Ahora bien, el peticionante de tutela reclama la vulneración de su derecho a la defensa, en relación al rechazo del referido recurso; sin embargo, se tiene de antecedentes, que los Vocales demandados señalaron audiencia en hora y fecha citadas, luego procedieron a instalar la misma en la data indicada, y solicitaron a la Secretaria que informe respecto a la notificación y presencia de los sujetos procesales, dando esa funcionaria a conocer sobre las diligencias efectuadas, la ausencia del accionante, así como, de su abogado sin justificación; por tal razón, las aludidas autoridades dieron por concluido ese acto procesal y rechazaron el citado recurso; ante ello, el solicitante de tutela interpuso recurso de reposición y los citados Vocales emitieron el decreto de 23 de marzo de 2022, indicando: “En lo principal estese a lo dispuesto en la audiencia de la fecha, más aún tomando en cuenta que la parte impetrante es quien no se conectó en hora a la audiencia señalada, tal cual adjunta el justificativo que marca su conexión a horas 10:09, en ese sentido es negligencia e irresponsabilidad del interesado y su abogado la no conexión a dicha audiencia” (sic).
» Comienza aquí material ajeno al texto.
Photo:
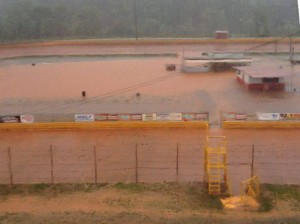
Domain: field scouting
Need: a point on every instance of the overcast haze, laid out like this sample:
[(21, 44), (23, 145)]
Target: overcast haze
[(76, 19)]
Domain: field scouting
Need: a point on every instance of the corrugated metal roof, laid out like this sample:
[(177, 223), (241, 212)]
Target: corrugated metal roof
[(267, 71)]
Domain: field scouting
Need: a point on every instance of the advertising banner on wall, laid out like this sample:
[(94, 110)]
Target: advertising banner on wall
[(169, 117), (149, 117), (136, 117), (268, 116), (10, 119), (240, 116), (201, 116), (124, 117), (84, 117), (101, 117), (27, 119), (112, 117), (188, 116)]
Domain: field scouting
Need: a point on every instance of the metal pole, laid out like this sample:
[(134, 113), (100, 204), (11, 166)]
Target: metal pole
[(96, 166), (136, 164), (10, 166), (135, 21), (177, 162), (252, 162), (51, 161)]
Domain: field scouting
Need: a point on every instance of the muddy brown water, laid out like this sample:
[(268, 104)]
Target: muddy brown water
[(111, 86)]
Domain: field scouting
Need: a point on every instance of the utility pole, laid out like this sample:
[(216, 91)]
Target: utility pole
[(135, 21)]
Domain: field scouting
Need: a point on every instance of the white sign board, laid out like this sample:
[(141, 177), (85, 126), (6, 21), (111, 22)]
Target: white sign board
[(149, 117), (84, 117), (27, 119), (169, 117), (268, 116)]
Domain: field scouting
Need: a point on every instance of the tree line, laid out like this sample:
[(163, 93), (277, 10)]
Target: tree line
[(64, 19)]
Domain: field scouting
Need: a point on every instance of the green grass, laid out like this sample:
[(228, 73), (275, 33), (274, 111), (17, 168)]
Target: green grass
[(46, 189), (189, 196), (271, 193)]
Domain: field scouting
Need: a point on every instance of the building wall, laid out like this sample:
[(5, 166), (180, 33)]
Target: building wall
[(251, 83)]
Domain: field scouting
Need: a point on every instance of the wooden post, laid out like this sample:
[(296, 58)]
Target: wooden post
[(10, 166), (96, 166), (51, 161), (177, 162), (252, 162), (136, 164)]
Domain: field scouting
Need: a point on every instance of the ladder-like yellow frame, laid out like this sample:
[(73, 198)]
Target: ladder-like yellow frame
[(215, 163)]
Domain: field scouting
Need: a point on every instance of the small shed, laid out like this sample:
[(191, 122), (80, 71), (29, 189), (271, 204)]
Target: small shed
[(221, 34), (214, 62), (263, 78)]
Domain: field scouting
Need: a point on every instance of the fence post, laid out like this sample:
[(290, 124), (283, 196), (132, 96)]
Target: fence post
[(136, 164), (252, 162), (177, 162), (10, 166), (51, 161), (95, 163)]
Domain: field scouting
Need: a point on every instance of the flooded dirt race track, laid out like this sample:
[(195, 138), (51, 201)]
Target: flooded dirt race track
[(131, 84)]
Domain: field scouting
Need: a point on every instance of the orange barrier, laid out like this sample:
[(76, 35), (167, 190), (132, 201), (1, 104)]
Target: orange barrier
[(260, 124), (103, 125), (144, 41)]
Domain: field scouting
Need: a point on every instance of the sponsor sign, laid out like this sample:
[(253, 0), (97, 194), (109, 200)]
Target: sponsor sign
[(169, 117), (188, 116), (112, 117), (201, 116), (228, 116), (101, 117), (27, 119), (124, 117), (268, 116), (286, 116), (240, 116), (149, 117), (84, 117), (10, 119), (136, 117), (296, 116)]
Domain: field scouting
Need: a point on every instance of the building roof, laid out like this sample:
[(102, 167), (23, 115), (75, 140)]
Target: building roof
[(267, 71), (217, 56)]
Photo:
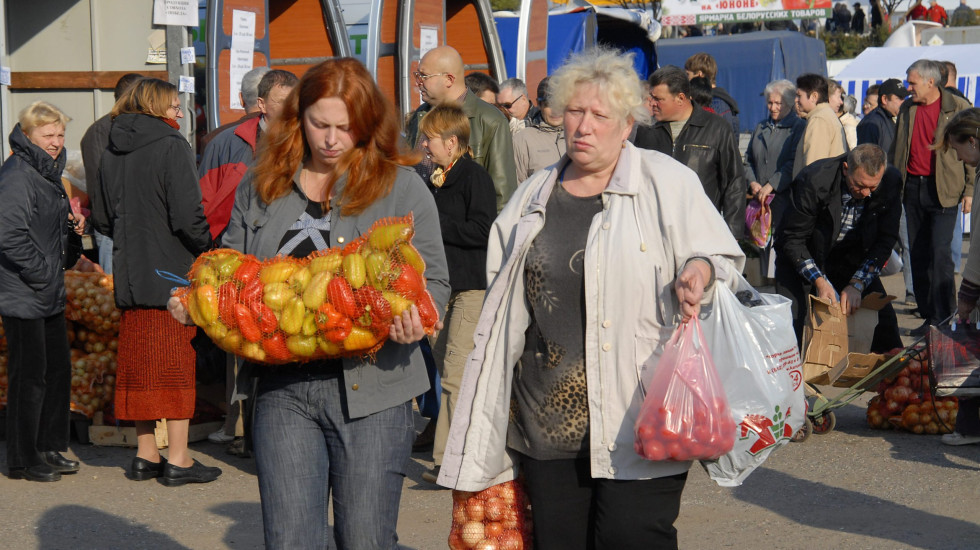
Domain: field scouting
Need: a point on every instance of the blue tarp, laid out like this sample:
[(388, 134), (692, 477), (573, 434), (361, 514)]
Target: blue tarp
[(567, 33), (747, 62), (572, 32)]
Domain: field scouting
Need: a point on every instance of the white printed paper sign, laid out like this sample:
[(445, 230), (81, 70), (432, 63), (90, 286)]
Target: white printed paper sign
[(187, 56), (175, 12), (242, 52), (186, 84)]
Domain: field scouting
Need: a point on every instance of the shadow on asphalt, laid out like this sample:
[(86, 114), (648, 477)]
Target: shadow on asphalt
[(244, 529), (84, 526), (840, 510)]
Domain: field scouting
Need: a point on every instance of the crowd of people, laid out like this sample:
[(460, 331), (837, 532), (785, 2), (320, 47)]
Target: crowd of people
[(564, 234)]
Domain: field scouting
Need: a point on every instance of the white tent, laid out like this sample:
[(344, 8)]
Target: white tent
[(875, 65)]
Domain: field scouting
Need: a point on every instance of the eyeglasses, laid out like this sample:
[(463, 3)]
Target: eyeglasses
[(511, 104), (422, 77)]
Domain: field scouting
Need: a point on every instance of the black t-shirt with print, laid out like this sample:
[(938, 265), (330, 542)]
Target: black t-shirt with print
[(549, 409)]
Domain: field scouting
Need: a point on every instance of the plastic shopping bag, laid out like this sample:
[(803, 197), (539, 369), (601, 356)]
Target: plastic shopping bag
[(685, 415), (760, 370), (955, 357), (496, 517), (758, 220)]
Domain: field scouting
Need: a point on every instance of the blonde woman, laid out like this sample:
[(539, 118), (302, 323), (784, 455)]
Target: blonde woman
[(35, 226), (465, 198), (963, 136), (149, 202)]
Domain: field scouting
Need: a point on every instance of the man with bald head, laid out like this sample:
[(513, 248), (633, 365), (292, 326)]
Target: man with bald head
[(440, 80)]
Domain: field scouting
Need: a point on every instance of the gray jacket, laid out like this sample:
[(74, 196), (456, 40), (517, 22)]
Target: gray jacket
[(397, 372), (772, 150)]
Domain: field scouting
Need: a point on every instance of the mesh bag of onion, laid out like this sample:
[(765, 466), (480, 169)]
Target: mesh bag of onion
[(496, 518)]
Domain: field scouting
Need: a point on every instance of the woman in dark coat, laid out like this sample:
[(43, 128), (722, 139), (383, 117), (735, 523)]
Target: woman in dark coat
[(35, 225), (149, 202)]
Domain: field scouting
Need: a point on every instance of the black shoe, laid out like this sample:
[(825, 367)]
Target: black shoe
[(198, 473), (40, 472), (921, 330), (142, 469), (60, 463)]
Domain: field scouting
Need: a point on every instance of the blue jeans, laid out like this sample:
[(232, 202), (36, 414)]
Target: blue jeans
[(307, 450)]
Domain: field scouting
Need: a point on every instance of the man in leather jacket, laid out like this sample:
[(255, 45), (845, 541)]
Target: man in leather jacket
[(698, 139), (838, 230), (440, 79)]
Por lo expuesto, no resulta ser evidente lo alegado por el solicitante de tutela, quien refiere que el rechazo de su recurso de apelación le ocasionó indefensión y vulneración a su derecho a la defensa, y no pudo exponer sus agravios; empero, se puede inferir que los Vocales demandados tomaron tal determinación, debido a su retraso e inasistencia al acto procesal señalado; ya que, el mismo fue instalado y se verificó su ausencia, así como, de su abogado, después de un tiempo de espera razonable; además, tampoco presentó justificación alguna ni la imposibilidad que tuvo, cayendo en su propia indefensión, al ser negligente en el ejercicio del derecho que reclama, pretendiendo que sea subsanado por otros; siendo que, este Tribunal no puede reparar su negligencia, no resultando ciertos los argumentos que detalla; debido a que, conforme determina el art. 88 del CPP, correspondía que de manera inmediatamente efectúe dicha justificación, y ponga a conocimiento de los aludidos Vocales de forma oportuna su situación de conectividad a la audiencia de apelación; por lo tanto, al haber causado su propia indefensión, incumbe denegar la tutela pretendida respecto a la problemática planteada, al no advertirse lesión a su derecho a la defensa.
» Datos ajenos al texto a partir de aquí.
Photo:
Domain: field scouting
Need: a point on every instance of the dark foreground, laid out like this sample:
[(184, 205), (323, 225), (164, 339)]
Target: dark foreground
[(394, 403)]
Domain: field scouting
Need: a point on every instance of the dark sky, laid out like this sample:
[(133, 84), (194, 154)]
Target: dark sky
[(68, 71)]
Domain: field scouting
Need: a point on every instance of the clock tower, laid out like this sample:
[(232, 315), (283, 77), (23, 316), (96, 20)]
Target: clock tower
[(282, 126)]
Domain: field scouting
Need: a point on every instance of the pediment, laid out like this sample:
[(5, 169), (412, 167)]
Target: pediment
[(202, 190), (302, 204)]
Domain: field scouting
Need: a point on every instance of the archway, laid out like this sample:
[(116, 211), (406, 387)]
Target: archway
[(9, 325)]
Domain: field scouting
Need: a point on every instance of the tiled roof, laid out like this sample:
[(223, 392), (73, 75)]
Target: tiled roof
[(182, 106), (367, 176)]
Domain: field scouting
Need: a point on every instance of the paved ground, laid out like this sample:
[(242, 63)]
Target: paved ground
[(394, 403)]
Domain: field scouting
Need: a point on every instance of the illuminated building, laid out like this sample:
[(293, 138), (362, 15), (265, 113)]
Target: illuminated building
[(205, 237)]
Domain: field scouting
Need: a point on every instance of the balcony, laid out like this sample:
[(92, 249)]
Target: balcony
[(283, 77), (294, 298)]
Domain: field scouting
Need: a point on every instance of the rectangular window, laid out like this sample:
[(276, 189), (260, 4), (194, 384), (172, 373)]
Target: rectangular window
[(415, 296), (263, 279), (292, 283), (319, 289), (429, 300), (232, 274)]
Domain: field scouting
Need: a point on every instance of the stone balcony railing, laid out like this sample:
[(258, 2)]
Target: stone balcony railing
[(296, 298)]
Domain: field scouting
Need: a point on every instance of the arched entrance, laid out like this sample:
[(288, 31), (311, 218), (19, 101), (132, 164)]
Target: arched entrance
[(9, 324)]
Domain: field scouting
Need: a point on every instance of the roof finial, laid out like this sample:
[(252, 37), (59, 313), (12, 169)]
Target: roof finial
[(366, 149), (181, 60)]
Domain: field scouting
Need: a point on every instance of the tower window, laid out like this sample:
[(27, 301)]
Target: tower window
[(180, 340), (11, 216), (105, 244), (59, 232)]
Asimismo, respecto al derecho a una justicia pronta y oportuna que también fue reclamada por el solicitante de tutela, al haber sido el prenombrado quien incurrió en un retraso para la conexión a la audiencia virtual, no se puede entender que se haya vulnerado el mismo.

Con relación al principio de celeridad, no corresponde emitir ningún pronunciamiento al no estar vinculado a ningún derecho.

En cuanto al Juez de Sentencia Penal Primero de Sucre -en suplencia legal del Juzgado de Ejecución Penal Primero- del departamento de Chuquisaca -codemandado-; siendo que, el acto reclamado como vulneratorio fue el rechazo del recurso de apelación, y en esa determinación el referido Juez no tuvo participación, corresponde denegar la tutela en relación al mismo.

Es así que, el accionante no demostró que con la actuación de las autoridades demandadas se haya afectado el derecho reclamado o que hubiera sido objeto de su privación de libertad, procesamiento o persecución indebida, tampoco se evidenció una amenaza concreta en los mismos; por lo que, no se encuentra bajo el marco protectivo de la acción de libertad, ameritando denegar la tutela.

En consecuencia, el Tribunal de garantías al haber denegado la tutela solicitada, obró de forma correcta.